Prenalterol

Clinical data
- Trade names: Hyprenan
- Other names: CGP-7760B; CGP-7760/B; H-133/22; IHP
- Routes of administration: Oral, IV
- ATC code: C01CA13 (WHO) ;

Legal status
- Legal status: In general: ℞ (Prescription only);

Identifiers
- IUPAC name 4-{[(2S)-2-hydroxy-3-(isopropylamino)propyl]oxy}phenol;
- CAS Number: 57526-81-5;
- PubChem CID: 42396;
- IUPHAR/BPS: 537;
- ChemSpider: 38665;
- UNII: M4G34404CX;
- ChEMBL: ChEMBL1160714;
- CompTox Dashboard (EPA): DTXSID8023507 ;
- ECHA InfoCard: 100.055.246

Chemical and physical data
- Formula: C_{12}H_{19}NO_{3}
- Molar mass: 225.288 g·mol^{−1}
- 3D model (JSmol): Interactive image;
- SMILES O(c1ccc(O)cc1)C[C@@H](O)CNC(C)C;
- InChI InChI=1S/C12H19NO3/c1-9(2)13-7-11(15)8-16-12-5-3-10(14)4-6-12/h3-6,9,11,13-15H,7-8H2,1-2H3/t11-/m0/s1; Key:ADUKCCWBEDSMEB-NSHDSACASA-N;

= Prenalterol =

Chemical compound

Prenalterol, sold under the brand name Hyprenan, is a sympathomimetic agent and cardiac stimulant which acts as a β_{1}-adrenergic receptor partial agonist and is used in the treatment of heart failure. It has selectivity for the β_{1}-adrenergic receptor.
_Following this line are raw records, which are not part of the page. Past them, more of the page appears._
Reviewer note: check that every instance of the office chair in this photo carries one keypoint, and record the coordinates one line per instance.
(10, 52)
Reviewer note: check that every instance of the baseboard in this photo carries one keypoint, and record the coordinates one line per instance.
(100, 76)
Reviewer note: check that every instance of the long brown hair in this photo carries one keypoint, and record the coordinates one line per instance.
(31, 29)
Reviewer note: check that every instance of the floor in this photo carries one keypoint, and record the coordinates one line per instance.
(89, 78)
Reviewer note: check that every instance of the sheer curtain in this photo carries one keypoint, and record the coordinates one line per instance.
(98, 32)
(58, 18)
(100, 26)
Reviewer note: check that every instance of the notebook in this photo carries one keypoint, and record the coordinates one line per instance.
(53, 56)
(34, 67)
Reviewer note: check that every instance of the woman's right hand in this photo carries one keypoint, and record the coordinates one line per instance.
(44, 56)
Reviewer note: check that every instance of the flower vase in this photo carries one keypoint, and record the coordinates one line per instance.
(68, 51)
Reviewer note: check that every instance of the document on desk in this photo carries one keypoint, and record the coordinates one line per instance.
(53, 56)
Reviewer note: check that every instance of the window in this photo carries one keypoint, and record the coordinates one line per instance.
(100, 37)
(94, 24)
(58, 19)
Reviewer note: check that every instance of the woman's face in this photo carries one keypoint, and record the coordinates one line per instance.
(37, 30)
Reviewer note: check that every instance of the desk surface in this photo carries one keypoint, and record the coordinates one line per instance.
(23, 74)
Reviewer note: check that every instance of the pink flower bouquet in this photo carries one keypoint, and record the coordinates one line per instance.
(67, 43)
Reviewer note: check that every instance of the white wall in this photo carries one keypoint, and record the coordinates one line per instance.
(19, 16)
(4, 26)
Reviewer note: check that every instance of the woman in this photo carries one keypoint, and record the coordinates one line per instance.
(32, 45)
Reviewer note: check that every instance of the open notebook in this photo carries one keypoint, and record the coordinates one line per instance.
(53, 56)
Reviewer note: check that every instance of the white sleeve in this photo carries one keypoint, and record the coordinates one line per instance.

Its partial agonist activity or intrinsic sympathomimetic activity is about 60%. It is said to have much greater impact on myocardial contractility than on heart rate. The drug has been marketed in Denmark, Norway, and Sweden.

==Chemistry==
===Synthesis===
====Stereospecific====
Prenalterol exhibits adrenergic agonist activity in spite of an interposed oxymethylene group. The stereospecific synthesis devised for this molecule relies on the fact that the side chain is very similar in oxidation state to that of a sugar.

Prenalterol synthesis

Condensation of monobenzone (2) with the epoxide derived from α-D-glucofuranose affords the glycosylated derivative (3). Hydrolytic removal of the acetonide protecting groups followed by cleavage of the sugar with periodate gives aldehyde (4). This is reduced to the glycol by means of NaBH_{4} and the terminal alcohol is converted to the mesylate (5). Displacement of the leaving group with isopropylamine followed by hydrogenolytic removal of the O-benzyl ether affords the β_{1}-adrenergic selective adrenergic agonist prenalterol (6).

====Racemic====
Several preparations of the racemic mixture have been reported.